The projector-based game system was developed by Hong Kong company Playtime Products, and was released in other regions where it is known as the Light Games Color LCD Projector. It was Playtime's only console to be sold. Fantastiko released the "PROJECTOR MEGA VIDEO GAME Color LCD system" in Italy in 1988, while Grandstand rebranded it as "Light Games LCD Colour Projection System" for the UK, and Hunter Caesar Toys (Defunct in 1996) released it for Australia. It is a tabletop projector-based machine with built-in controller, that runs games on small cartridges with LCD windows.

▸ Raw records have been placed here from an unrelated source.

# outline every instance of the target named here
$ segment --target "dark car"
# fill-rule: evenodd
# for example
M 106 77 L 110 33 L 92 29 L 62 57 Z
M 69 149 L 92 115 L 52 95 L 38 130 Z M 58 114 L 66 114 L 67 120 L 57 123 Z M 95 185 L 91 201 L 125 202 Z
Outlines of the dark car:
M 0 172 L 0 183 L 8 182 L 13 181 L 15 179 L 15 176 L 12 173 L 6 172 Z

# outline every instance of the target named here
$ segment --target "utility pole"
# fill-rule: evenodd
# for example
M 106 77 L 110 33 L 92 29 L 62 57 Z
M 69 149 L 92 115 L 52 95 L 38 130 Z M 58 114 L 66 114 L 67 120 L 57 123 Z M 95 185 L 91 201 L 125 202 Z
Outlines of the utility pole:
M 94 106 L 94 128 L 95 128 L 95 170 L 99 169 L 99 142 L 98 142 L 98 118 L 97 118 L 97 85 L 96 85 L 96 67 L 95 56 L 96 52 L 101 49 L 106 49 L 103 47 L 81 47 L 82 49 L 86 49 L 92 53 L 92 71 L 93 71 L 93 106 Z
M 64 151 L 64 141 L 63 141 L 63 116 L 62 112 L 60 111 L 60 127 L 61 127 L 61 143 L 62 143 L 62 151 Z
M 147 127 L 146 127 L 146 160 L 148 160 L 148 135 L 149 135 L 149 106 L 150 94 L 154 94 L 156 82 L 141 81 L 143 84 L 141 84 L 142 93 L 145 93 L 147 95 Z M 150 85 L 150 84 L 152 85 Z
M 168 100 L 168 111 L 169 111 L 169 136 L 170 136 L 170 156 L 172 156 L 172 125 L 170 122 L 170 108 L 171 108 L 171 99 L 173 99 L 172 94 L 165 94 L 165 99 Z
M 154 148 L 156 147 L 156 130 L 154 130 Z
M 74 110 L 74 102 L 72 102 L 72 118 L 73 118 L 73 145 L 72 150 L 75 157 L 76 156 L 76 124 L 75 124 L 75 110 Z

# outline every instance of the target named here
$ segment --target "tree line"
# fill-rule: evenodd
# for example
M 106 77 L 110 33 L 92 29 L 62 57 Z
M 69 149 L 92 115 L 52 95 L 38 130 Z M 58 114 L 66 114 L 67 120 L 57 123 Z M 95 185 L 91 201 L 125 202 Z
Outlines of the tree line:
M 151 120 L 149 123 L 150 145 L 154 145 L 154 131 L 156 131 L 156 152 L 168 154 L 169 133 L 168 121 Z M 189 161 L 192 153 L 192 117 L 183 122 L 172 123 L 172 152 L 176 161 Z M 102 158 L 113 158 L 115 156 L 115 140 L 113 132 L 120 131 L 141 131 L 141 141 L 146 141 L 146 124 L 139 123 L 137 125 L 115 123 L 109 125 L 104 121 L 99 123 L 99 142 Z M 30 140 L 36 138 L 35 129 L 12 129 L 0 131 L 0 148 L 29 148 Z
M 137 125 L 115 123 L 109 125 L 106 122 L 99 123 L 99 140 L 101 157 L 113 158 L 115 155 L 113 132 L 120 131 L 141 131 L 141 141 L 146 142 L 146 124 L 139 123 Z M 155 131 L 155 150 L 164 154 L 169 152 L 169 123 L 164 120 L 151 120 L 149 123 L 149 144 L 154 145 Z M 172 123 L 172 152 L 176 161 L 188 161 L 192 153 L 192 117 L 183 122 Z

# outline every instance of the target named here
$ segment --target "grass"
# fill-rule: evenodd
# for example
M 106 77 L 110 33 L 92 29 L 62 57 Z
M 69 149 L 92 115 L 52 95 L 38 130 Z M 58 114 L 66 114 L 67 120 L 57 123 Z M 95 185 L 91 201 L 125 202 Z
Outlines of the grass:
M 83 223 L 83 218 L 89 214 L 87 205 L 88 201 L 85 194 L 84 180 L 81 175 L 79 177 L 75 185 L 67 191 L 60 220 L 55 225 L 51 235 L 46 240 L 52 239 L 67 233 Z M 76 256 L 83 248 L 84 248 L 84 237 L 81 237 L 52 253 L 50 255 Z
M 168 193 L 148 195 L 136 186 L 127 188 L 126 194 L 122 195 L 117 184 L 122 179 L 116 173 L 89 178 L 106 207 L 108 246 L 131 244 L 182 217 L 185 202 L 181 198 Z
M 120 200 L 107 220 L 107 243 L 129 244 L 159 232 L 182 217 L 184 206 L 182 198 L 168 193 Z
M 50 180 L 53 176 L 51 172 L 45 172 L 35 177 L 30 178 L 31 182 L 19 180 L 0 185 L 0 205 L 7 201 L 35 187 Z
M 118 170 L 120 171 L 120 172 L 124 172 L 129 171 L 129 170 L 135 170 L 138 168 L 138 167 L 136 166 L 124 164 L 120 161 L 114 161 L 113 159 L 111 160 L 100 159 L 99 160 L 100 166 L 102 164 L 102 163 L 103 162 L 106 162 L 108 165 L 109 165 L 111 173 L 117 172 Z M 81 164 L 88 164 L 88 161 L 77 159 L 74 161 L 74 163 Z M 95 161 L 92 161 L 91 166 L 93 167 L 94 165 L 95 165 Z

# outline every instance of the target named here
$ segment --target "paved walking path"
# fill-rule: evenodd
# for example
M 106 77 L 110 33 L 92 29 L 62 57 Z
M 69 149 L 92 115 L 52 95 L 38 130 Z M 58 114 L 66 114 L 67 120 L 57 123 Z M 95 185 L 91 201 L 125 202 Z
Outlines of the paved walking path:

Light would be directed through the LCD window and magnified onto a wall. The window was painted with a semi-transparent background and the black LCD would block the light from passing through. This provided 'big screen' entertainment and was a novelty at the time. The visual design and "animation" being projected from these game carts is somewhat reminiscent of Nintendo's popular Game & Watch series of electronic handheld game devices that consist of a segmented LCD being pre-printed with an overlay. The machine runs on D sized batteries and was available for sale in various parts of Europe including the UK. Thirteen games were developed for it.

=== Pinball Machines ===

==== Grandstand Pinball Wizard ====
In the mid-late 1980s Grandstand collaborated with Tomy to release the Grandstand Pinball Wizard, a rebranded version of Tomy's popular Tomy Astro Shooter Pinball, an electric wall-plug based pinball machine.

===Accessories===
Accessories were also marketed under the Grandstand name, such as the Universal Mains Adaptor.